Nos gouvernants se réfèrent habituellement à la somme des richesses produites pour évaluer le bonheur national. D’autres indices émergent depuis une vingtaine d’années. Quels sont-ils ?

la mesure du bonheur national
Illustration : Rudy Herman.

Les tentatives récentes pour mesurer le bonheur constituent une révolution en soi. D’une certaine manière, c’est reconnaître que la richesse financière d’un pays ne suffit pas à rendre ses habitants heureux. En effet, si c’était aussi simple, le PIB (produit intérieur brut) suffirait largement.

Le PIB, indice purement comptable basé sur les travaux du statisticien américain Simon Kuznets, remonte aux années 1930 [à l’époque, on parlait de PNB, produit national brut, NDLR]. Après le krach de 1929, cet indice économique s’est imposé comme la mesure tout puissante de la santé des pays, aux prises avec la crise économique. Et depuis bientôt un siècle, en gros, le bonheur national, c’est avoir de l’argent.

LA RÉFLEXION PROGRESSE

Remettre en cause une idée aussi répandue n’est pas chose aisée. Tout a commencé il y a une vingtaine d’années, avec l’Indice de Développement Humain, mis en place par les Nations unies. Mais, malgré une reformulation en 2011, il est de plus en plus critiqué pour sa trop grande simplicité (PIB + espérance de vie + niveau d’éducation).

Depuis la réflexion n’a de cesse de progresser.

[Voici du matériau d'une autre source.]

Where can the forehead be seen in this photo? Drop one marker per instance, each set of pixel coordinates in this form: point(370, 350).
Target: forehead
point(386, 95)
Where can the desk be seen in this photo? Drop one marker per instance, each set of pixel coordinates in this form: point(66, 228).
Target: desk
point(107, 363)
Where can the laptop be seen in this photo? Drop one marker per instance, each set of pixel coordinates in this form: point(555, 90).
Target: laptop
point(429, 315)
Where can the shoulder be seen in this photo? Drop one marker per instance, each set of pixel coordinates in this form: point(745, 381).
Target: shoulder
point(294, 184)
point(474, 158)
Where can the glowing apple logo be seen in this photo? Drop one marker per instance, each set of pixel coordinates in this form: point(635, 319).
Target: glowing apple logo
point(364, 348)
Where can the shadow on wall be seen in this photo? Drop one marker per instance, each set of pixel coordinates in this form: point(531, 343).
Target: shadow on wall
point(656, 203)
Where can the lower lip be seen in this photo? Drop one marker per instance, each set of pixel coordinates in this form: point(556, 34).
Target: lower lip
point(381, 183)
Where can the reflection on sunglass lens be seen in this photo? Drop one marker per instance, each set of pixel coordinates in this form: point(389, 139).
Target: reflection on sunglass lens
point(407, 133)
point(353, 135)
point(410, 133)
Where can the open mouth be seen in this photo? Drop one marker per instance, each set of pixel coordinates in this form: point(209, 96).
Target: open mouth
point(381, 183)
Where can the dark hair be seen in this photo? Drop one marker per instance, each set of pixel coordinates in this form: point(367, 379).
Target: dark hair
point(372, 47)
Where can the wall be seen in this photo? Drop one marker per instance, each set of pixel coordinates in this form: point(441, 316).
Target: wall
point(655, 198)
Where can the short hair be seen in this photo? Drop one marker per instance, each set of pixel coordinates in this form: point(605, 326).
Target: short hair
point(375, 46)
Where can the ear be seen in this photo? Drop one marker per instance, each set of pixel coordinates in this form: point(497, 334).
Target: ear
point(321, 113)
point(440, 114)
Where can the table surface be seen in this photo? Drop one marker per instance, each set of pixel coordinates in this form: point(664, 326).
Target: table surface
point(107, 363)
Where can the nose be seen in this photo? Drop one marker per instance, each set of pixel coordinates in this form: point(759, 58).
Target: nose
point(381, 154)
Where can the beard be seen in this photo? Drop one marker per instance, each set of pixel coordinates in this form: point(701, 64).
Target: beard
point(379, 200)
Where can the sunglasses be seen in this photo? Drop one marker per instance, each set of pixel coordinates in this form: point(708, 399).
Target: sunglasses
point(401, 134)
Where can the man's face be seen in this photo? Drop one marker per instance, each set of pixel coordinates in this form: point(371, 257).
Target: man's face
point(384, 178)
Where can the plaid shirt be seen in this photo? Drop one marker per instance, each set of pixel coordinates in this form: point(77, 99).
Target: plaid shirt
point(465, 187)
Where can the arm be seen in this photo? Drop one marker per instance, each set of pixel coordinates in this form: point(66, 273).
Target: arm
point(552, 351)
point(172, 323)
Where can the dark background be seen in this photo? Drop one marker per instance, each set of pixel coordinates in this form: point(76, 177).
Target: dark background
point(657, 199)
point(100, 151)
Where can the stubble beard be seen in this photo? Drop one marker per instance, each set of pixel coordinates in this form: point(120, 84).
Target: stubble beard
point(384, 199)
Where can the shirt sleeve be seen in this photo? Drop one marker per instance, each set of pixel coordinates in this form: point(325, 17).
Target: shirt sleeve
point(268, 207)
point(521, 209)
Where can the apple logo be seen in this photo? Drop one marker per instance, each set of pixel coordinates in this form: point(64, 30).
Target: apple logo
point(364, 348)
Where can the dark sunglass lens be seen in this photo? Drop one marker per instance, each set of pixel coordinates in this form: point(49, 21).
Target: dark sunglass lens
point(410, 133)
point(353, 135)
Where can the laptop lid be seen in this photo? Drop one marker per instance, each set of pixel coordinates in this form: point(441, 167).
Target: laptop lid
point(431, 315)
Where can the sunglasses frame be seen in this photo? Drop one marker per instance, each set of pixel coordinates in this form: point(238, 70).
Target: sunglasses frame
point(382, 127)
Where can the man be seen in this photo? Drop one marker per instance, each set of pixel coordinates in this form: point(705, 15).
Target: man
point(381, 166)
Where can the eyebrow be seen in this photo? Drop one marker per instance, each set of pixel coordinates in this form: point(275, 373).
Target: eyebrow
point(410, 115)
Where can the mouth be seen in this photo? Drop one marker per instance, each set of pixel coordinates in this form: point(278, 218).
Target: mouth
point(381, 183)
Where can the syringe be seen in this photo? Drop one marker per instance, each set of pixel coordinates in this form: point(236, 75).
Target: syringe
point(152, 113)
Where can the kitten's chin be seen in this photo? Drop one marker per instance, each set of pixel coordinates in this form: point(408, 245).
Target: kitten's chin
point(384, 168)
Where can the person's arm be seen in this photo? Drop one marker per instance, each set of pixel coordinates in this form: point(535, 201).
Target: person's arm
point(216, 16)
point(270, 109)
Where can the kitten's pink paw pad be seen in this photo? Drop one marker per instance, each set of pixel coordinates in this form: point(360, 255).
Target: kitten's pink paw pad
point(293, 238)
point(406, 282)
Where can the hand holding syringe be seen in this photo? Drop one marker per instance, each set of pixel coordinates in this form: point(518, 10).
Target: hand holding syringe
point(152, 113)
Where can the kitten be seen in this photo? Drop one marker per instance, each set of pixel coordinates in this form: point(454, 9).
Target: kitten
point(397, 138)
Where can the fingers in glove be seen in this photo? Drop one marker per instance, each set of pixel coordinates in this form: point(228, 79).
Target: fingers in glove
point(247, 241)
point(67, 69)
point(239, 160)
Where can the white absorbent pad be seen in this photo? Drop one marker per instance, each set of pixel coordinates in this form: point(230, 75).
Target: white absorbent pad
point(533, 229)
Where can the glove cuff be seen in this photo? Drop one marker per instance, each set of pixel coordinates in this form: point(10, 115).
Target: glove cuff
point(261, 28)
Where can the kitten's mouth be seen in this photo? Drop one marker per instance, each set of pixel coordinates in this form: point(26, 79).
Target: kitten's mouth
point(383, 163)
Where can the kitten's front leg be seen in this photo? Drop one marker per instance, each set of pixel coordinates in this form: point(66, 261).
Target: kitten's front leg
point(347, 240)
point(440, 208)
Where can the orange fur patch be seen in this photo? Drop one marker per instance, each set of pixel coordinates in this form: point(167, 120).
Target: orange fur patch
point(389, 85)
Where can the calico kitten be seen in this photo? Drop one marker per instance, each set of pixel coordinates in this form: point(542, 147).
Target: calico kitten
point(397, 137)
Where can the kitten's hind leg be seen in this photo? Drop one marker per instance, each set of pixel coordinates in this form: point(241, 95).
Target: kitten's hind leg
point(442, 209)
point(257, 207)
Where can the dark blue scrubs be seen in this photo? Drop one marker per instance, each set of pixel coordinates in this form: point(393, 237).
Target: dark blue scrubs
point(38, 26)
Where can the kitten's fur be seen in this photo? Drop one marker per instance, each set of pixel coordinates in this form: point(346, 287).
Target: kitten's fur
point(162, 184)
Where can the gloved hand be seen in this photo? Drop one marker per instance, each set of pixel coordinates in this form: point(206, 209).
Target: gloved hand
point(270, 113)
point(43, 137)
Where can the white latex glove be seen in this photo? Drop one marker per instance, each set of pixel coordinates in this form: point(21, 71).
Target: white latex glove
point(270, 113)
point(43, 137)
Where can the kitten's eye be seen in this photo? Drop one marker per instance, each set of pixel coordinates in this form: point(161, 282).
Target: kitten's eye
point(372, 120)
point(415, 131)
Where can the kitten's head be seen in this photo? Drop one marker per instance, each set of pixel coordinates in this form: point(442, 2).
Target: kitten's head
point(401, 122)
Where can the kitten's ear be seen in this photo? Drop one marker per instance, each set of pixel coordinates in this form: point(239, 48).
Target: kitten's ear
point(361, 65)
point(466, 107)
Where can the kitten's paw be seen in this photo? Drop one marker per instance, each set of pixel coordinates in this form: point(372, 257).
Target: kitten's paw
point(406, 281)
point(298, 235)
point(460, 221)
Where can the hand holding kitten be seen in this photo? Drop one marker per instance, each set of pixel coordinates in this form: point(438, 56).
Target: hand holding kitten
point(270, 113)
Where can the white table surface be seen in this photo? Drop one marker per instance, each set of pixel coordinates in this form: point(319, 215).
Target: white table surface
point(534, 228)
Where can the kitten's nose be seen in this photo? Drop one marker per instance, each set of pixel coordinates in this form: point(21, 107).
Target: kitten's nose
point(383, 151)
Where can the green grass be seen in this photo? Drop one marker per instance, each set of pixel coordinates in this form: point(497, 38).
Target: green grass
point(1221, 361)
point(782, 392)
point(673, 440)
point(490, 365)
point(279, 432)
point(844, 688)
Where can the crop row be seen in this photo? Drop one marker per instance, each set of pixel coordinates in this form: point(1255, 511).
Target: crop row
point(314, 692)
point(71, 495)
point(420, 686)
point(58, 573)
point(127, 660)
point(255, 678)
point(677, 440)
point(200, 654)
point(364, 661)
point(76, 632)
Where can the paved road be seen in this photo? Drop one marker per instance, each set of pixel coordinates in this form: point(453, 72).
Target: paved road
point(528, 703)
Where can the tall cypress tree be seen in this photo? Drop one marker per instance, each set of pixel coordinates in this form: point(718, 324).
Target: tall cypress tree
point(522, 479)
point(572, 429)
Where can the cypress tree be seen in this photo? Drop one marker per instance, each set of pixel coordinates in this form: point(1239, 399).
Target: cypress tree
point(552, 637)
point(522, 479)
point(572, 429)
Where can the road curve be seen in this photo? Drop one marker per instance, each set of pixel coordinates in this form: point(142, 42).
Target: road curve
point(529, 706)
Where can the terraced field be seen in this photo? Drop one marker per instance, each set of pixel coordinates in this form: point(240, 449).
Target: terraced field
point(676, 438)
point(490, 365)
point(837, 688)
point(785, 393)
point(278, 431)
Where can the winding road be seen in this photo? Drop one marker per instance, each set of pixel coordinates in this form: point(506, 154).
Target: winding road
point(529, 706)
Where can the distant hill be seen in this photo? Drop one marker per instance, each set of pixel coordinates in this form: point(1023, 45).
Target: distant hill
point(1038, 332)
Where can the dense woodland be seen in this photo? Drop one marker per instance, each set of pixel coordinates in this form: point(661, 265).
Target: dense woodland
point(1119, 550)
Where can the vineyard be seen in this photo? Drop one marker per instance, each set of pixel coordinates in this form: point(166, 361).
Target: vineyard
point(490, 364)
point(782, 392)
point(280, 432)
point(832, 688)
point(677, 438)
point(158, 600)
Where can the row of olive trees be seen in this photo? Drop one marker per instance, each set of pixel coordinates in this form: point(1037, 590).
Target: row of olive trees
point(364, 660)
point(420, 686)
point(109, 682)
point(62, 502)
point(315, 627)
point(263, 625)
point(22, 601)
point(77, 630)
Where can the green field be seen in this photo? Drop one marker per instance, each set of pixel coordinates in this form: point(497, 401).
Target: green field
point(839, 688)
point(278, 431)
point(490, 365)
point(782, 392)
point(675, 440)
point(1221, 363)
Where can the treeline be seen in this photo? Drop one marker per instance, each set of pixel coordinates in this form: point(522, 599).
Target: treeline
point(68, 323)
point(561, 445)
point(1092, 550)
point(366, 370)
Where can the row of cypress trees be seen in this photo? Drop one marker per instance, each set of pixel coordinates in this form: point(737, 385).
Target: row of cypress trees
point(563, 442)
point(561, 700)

En 2008, à la faveur de la crise financière, Nicolas Sarkozy met en place la Commission Stiglitz (1), chargée de trouver un indice moins comptable de la richesse du pays (prise en compte du développement durable et du bien-être). Parallèlement, une initiative citoyenne voit le jour : le FAIR, Forum pour d’autres indicateurs de richesse (2). Ce collectif d’intellectuels et de militants associatifs se montre plus radical dans la critique de l’impact de l’activité économique : il estime qu’on ne doit pas comptabiliser, par exemple, l’activité économique qui répare ses propres dégâts.

DES INVARIANTS

Mais quoi mesurer exactement ? Des indices tels que le Happy Planet Index, issu d’un laboratoire d’idées britannique, ou le World Happiness Report, publié par les Nations unies, tentent de dépeindre depuis peu l’état du bonheur à travers le monde. Pour le premier, l’empreinte écologique des activités humaines est prioritaire, alors que le second s’intéresse de près au ressenti des immigrants dans le pays d’accueil. Quels que soient les indices, on retrouve cependant les invariants suivants : l’espérance de vie en bonne santé et les inégalités de revenus.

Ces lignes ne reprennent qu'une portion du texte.